UNRWA İletişim Direktörü Juliette Touma. (Şarku’l Avsat)
UNRWA İletişim Direktörü Juliette Touma. (Şarku’l Avsat)

Birleşmiş Milletler Yakın Doğu’daki Filistin Mültecilerine Yardım ve Bayındırlık Ajansı (UNRWA) İletişim Direktörü Juliette Touma, Şarku’l Avsat’a verdiği röportajda, İsrail’in Gazze’de Hamas’a yönelik son askeri operasyonları sonucunda şu ana kadar 70 çalışanın yaşamını yitirdiğini söyledi. Yetkili, şu an 690 bin Filistinlinin UNRWA’ya ait merkezlere sığındığını belirtti. UNRWA çalışanlarının zor zamanlar yaşadığını ve insanları hayatta tutmak üzere minimum kaynakları sağlamak için gece gündüz çalıştıklarını ifade eden Touma ayrıca acilen ateşkes ilan edilmesi ve insani yardım dağıtım hatlarının güvence altına alınması çağrısında bulundu.

Fotoğraf Altı: Yerinden edilmiş Filistinli çocuklar, Gazze’nin güneyindeki Han Yunus Kampı’ndaki UNRWA okulunda gönüllüler tarafından düzenlenen etkinliklere katılıyor. (EPA)
 Yerinden edilmiş Filistinli çocuklar, Gazze’nin güneyindeki Han Yunus Kampı’ndaki UNRWA okulunda gönüllüler tarafından düzenlenen etkinliklere katılıyor. (EPA)

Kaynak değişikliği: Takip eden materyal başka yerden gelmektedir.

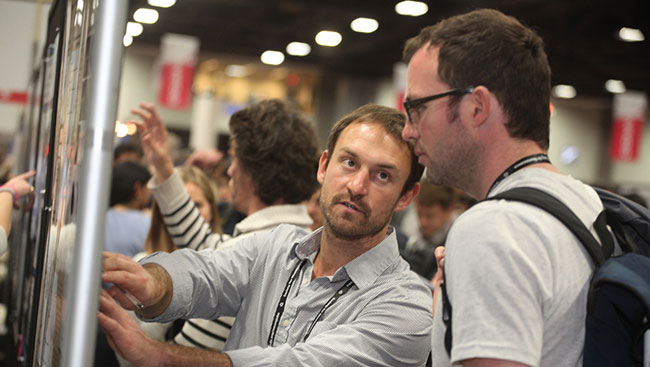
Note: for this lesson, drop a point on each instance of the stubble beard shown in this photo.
(350, 231)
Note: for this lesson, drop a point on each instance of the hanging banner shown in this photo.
(627, 126)
(178, 55)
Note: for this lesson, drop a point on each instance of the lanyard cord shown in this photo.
(283, 300)
(525, 161)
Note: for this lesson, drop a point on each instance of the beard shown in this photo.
(348, 226)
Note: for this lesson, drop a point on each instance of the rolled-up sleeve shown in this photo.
(207, 283)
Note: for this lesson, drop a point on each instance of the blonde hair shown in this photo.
(159, 239)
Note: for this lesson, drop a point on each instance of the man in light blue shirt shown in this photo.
(340, 296)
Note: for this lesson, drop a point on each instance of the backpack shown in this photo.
(618, 307)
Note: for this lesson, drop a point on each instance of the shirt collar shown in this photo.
(364, 269)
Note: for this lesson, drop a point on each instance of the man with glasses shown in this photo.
(478, 91)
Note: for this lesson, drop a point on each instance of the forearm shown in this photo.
(6, 206)
(180, 356)
(182, 218)
(164, 291)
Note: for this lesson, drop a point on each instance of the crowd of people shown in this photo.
(275, 253)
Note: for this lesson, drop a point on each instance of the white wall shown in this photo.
(21, 23)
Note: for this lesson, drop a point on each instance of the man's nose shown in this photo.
(409, 132)
(358, 184)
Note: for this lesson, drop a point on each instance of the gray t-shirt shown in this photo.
(517, 278)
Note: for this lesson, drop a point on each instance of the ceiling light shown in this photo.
(162, 3)
(127, 40)
(298, 49)
(328, 38)
(615, 86)
(411, 8)
(272, 57)
(236, 71)
(564, 91)
(134, 29)
(631, 34)
(144, 15)
(364, 25)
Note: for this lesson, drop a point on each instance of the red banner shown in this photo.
(178, 54)
(627, 126)
(626, 138)
(176, 85)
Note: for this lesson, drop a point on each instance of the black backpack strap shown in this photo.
(446, 312)
(555, 207)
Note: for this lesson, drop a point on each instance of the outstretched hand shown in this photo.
(132, 284)
(154, 141)
(22, 188)
(124, 335)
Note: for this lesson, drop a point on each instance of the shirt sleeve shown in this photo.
(207, 283)
(182, 218)
(393, 330)
(496, 272)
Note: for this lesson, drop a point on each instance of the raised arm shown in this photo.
(14, 190)
(145, 289)
(130, 342)
(154, 141)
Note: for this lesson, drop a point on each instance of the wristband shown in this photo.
(10, 190)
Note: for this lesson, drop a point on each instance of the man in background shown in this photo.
(126, 224)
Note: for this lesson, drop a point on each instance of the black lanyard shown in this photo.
(525, 161)
(283, 300)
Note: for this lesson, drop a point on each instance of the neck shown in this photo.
(124, 207)
(336, 252)
(500, 160)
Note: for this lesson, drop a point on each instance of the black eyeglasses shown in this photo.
(414, 113)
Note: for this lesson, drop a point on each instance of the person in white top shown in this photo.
(477, 100)
(273, 171)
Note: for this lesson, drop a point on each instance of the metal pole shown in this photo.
(82, 291)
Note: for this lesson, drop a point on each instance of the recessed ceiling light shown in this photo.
(298, 49)
(162, 3)
(364, 25)
(236, 71)
(564, 91)
(127, 40)
(272, 57)
(631, 34)
(615, 86)
(411, 8)
(134, 29)
(328, 38)
(146, 16)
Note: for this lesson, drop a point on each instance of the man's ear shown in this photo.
(322, 166)
(480, 99)
(407, 198)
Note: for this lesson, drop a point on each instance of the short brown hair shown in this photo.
(391, 120)
(277, 146)
(486, 47)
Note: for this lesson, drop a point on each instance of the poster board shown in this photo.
(52, 135)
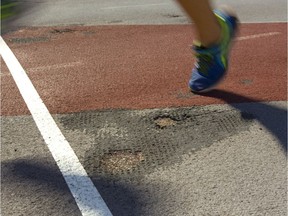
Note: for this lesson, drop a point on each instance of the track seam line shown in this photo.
(86, 195)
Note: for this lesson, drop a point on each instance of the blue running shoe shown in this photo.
(212, 63)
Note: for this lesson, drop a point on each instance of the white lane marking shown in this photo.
(87, 197)
(131, 6)
(257, 36)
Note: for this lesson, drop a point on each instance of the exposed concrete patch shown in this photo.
(131, 143)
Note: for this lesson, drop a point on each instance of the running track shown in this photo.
(76, 69)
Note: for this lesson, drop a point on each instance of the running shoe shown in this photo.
(212, 63)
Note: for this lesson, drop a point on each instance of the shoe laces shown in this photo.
(203, 62)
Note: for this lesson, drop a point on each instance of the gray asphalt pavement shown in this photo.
(205, 160)
(62, 12)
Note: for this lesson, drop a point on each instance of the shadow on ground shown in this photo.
(35, 178)
(274, 119)
(15, 12)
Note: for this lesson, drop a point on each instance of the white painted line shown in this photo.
(87, 197)
(131, 6)
(249, 37)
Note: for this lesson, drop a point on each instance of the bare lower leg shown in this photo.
(207, 26)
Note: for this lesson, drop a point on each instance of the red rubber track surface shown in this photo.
(136, 67)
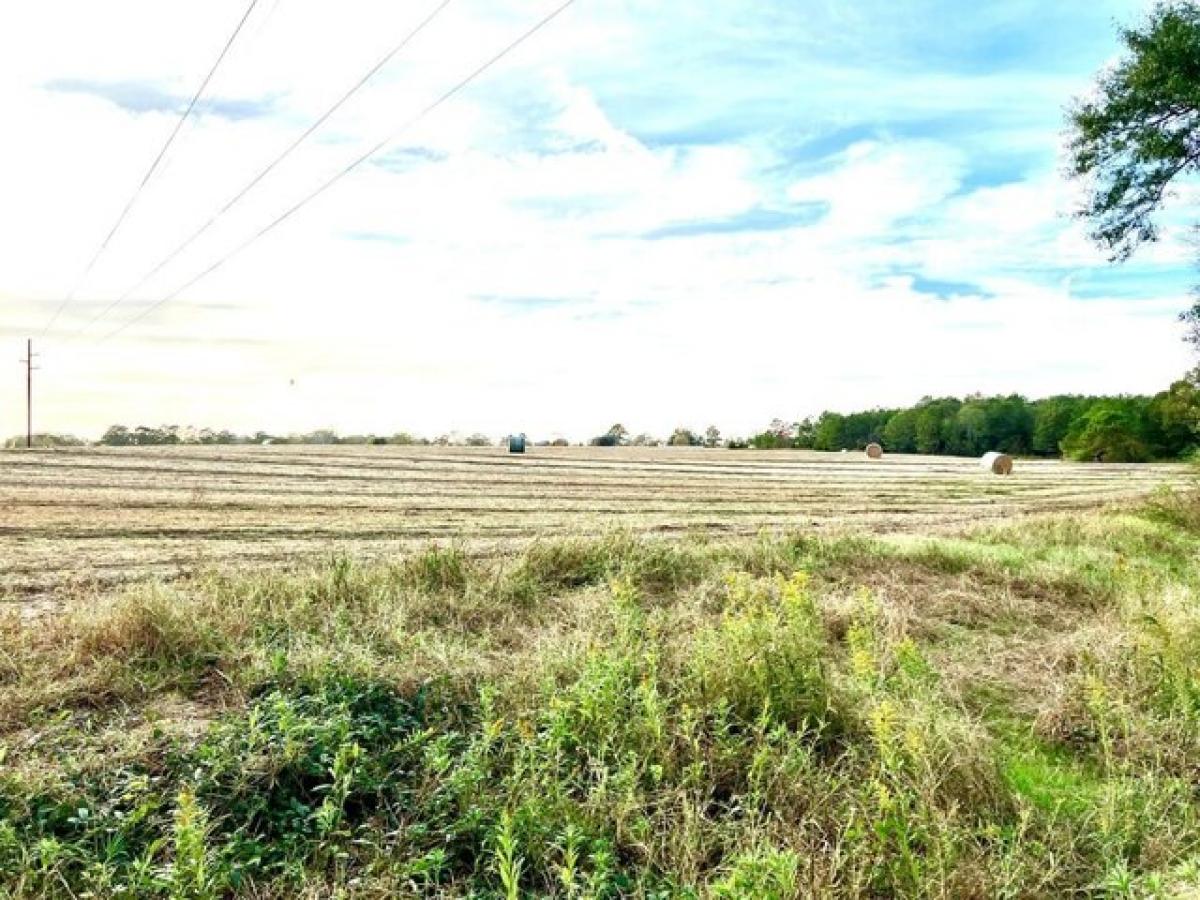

Touma, Amman’dan telefon aracılığıyla Şarku’l Avsat’ın sorularını yanıtladığı görüşmede şu ifadeleri kulandı:

“Artık yönümüzü Gazze Şeridi’ndeki tüm Filistinli halkının büyük ve benzeri görülmemiş insani ihtiyaçlarına yanıt vermeye çevirdik. Başlangıçta hazırlanan planlar, Filistinlilerin dörtte birinin UNRWA merkezlerine geleceği yönündeki en kötü senaryoya dayanıyordu. Baş edebileceğimizden çok daha fazlası ile karşı karşıyayız. Çabalarımız kısıtlı (çünkü) Gazze’deki sıkı abluka, devam eden savaş ve bombardımanlar ve yakıt, gıda ve ilaç dahil olmak üzere malzeme sıkıntısı nedeniyle bu çok büyük miktardaki ihtiyaca cevap vermekte zorlanıyoruz. İnsanların ihtiyaçlarına cevap verebilecek durumda değiliz.”

Kim yaşadı kim öldü

Touma, sahadaki UNRWA personeliyle iletişimin sağlıklı olup olmadığı ile ilgili soruya şu cevabı verdi:

“Gazze Şeridi’ndeki çalışanlarımızın büyük çoğunluğuyla teması çarşamba günü kaybettik. Bu, 24 saatten kısa süre içinde ikinci kez yaşanıyor. Benzer bir deneyimi, Gazze’deki UNRWA müdürüyle olan tek iletişim hattı dışında tüm teması neredeyse tamamen kaybettiğimizde de oldu. Hafta sonu cuma ile pazar sabahı arasında yaklaşık 36 saat boyunca iletişim kuramadık. O saatler çok ama çok korkutucuydu. Zira kimin yaşadığını, kimin öldüğünü bilmiyorduk ve meslektaşlarımız da dahil olmak üzere Gazze’deki insanların aileleri ve sevdikleriyle de iletişim kuramamaları daha da korkutucu oldu. Ayrıca kendimi dünyanın geri kalanından da çok izole hissettim.”

70 ölü

Fotoğraf Altı: Gazze Şeridi’nin merkezindeki Maghazi Mülteci Kampı’nda UNRWA tarafından yönetilen bir okul. (AFP)
Gazze Şeridi’nin merkezindeki Maghazi Mülteci Kampı’nda UNRWA tarafından yönetilen bir okul. (AFP)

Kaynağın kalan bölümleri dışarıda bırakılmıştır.